Als kein Ende der Sperrung der Birkenallee infolge der Unterspülungen durch den Jahrhundertregen abzusehen war, überlegte Silke Schiemann, die seit 2001 dort den Kiosk & Café„Birkenquelle“ betreibt, aufzugeben. Sie war emotional und finanziell an ihre Grenzen gestoßen. 30 Prozent Umsatzeinbußen, nachdem von Juni 2017 bis Ende Januar 2018 – mit nur wenigen kurzen Unterbrechungen – die Straße für den Bus- und Autoverkehr gesperrt war.

Die Birkenallee war mit kurzen Unterbrechungen nach dem Starkregen bis Ende Januar 2018 gesperrt. Quelle: Robert Roeske

Laufkundschaft war Mangelware. Der „Cafe to go“ ein Ladenhüter. Gerettet hätten sie ihre treuen Stammkunden, verrät die 50-Jährige, die sich sogar nach anderen Räumlichkeiten für die „Birkenquelle“ umgesehen hat. Aber nichts passte.
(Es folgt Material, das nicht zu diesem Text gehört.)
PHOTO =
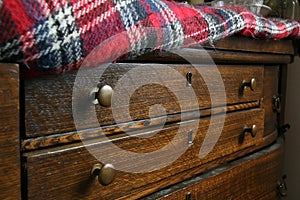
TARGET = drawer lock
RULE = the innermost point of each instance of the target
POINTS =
(281, 187)
(105, 174)
(189, 78)
(102, 95)
(252, 130)
(276, 104)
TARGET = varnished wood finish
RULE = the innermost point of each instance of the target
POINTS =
(60, 139)
(67, 171)
(10, 187)
(255, 45)
(271, 75)
(218, 56)
(252, 177)
(48, 100)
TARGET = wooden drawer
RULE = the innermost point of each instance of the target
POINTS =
(252, 177)
(48, 100)
(65, 173)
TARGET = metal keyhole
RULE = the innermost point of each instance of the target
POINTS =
(189, 78)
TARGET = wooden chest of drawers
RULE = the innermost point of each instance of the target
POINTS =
(182, 140)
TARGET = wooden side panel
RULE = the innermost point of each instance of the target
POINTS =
(9, 132)
(271, 76)
(48, 100)
(252, 177)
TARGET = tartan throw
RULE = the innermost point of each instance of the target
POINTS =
(49, 36)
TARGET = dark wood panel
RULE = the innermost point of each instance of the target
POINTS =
(194, 55)
(256, 45)
(65, 173)
(252, 177)
(65, 138)
(48, 100)
(10, 187)
(271, 77)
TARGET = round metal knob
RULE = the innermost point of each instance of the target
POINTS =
(251, 84)
(105, 95)
(252, 130)
(102, 96)
(106, 174)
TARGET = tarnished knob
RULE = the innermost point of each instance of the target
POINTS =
(251, 84)
(252, 130)
(105, 174)
(102, 96)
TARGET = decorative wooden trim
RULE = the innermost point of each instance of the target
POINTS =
(74, 136)
(10, 186)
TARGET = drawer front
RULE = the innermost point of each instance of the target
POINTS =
(65, 173)
(253, 177)
(48, 101)
(271, 99)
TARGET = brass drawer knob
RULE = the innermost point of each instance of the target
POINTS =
(252, 130)
(105, 174)
(276, 104)
(102, 96)
(251, 84)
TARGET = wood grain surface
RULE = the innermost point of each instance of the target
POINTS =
(252, 177)
(65, 173)
(10, 186)
(271, 84)
(196, 55)
(48, 100)
(246, 44)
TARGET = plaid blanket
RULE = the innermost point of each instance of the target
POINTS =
(56, 35)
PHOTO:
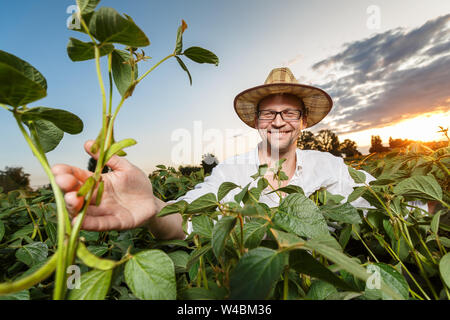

Silke Schiemann von der „Birkenquelle“ Quelle: Ulrike Gawande

Auch jetzt macht sich die Unternehmerin Sorgen, weiß sie doch, dass die Straße in Zukunft für nötige Reparaturen wieder gesperrt werden muss. Doch erst einmal sei die Eichenallee dran, wo ein Durchlass neu gemacht wird. Besonders ihre Stammkunden sprechen ihr Mut zu. Die ersten stehen schon um 6.45 Uhr vor der Tür oder holen am Sonntag ihre Brötchen. Um auch nach außen besser sichtbar zu sein, steht vor der „Birkenquelle“ seit 1. Juni ein kleiner Eiswagen. Ein Volltreffer für die heißen Tage. „Die Leute holten ein Eis und stiegen wieder in ihren Pool“, freut sich Schiemann, die bei jedem Regen an den 29. Juni 2017 denkt.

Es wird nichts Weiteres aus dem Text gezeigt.